The key point about marriage is that it is not a partnership or a relationship but a union in which two people bind themselves to each other for ever in solemn obligation.

By contrast, those who choose to cohabit regard their relationship as a partnership of independent individuals — in which they reserve for themselves the right to opt out, with no binding obligation on either side.

[…]Nor is it surprising that a principal reason why cohabitations collapse is the arrival of a baby. For a child demands unconditional obligation to another human being.
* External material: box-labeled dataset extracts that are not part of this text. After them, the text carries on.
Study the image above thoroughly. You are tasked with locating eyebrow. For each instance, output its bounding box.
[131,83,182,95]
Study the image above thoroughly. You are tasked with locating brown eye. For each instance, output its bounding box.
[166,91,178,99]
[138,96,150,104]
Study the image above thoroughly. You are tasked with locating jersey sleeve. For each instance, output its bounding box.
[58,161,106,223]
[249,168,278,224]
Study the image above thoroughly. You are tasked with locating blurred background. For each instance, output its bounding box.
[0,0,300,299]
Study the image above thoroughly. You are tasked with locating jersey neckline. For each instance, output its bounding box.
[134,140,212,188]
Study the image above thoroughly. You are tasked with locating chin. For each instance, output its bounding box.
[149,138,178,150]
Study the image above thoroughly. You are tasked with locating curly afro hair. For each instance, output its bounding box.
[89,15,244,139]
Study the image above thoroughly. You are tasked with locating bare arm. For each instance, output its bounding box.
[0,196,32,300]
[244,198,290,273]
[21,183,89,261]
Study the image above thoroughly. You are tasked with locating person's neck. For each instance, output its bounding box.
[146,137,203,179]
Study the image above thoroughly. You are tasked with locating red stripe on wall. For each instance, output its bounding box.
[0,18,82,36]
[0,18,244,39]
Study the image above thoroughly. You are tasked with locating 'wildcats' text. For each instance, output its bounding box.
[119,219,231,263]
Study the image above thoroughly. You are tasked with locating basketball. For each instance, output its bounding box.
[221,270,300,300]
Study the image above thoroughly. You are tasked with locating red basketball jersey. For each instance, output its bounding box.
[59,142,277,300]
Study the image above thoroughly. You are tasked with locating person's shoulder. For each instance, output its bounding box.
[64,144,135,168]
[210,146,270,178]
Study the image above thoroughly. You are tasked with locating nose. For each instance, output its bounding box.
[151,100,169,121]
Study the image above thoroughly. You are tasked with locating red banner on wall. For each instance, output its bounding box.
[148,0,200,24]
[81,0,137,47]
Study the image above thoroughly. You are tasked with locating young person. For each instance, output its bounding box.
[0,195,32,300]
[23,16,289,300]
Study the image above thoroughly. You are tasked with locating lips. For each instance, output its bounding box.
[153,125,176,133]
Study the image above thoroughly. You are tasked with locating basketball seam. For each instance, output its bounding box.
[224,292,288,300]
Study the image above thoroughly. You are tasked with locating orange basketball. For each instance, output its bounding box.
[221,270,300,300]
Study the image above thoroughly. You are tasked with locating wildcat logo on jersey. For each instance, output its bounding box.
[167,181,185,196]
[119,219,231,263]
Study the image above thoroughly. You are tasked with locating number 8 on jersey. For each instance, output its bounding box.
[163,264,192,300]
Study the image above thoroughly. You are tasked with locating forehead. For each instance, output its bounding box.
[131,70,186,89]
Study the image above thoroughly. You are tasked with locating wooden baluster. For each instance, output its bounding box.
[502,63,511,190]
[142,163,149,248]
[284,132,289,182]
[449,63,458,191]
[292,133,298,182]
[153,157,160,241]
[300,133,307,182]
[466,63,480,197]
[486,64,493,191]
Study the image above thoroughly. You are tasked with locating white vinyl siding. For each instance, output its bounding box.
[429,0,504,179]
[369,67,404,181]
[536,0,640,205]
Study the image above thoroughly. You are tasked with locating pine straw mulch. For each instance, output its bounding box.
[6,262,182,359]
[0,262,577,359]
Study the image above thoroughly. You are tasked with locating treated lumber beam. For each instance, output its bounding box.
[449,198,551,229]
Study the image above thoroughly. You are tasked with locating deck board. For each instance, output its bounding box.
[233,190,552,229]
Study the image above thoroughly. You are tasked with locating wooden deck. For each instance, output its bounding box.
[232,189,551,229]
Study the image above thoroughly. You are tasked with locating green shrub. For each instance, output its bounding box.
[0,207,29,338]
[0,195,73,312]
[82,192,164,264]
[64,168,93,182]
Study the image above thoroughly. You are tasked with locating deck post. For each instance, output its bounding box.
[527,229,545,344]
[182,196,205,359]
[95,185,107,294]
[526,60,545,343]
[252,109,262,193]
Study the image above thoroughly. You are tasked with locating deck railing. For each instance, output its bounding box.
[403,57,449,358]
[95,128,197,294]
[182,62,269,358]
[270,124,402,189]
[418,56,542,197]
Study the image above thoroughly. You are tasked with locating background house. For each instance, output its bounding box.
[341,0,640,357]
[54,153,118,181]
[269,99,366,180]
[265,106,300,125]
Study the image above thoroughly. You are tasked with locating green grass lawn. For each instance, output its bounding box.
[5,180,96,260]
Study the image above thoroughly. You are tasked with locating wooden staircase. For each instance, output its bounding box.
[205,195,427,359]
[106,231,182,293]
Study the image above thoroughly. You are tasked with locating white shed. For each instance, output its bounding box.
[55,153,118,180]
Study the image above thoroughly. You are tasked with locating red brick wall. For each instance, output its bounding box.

And that’s what cohabitants don’t want.

And children who grow up without both of their biological parents:

Of course, there are lone parents who do a heroic job in bringing up their children against all the odds, but in general children in fragmented families suffer in every aspect of their lives.

They do worse at school and are less likely to get a job, are more prone to drugs, teenage pregnancy and crime, suffer more from depression and other mental disorders and are more vulnerable to physical and sexual abuse.

Worse still, they go on disproportionately to replicate in their adult lives the very same disordered or broken family patterns that did them so much damage.

For in fractured families, where one spouse has betrayed or abandoned another and where partners may come and go, the children grow up without any understanding of what it takes to overcome difficulties in a relationship, or what things such as trust, loyalty — and yes, real love — actually mean.

[…]From easier divorce to the abolition of laws covering illegitimacy; from the promotion of unmarried motherhood to the feminist demonisation of men; from the doctrine of non-judgmentalism, which gave a free pass to the abandonment of children, to the loading of the tax and welfare dice against marriage and in favour of lone parenthood — the wrecking ball of the Left has succeeded in smashing the traditional family to bits.

I love Melanie Phillips! And, like Dina and I, she also likes Conservative MP Iain Duncan Smith – the best MP in the UK.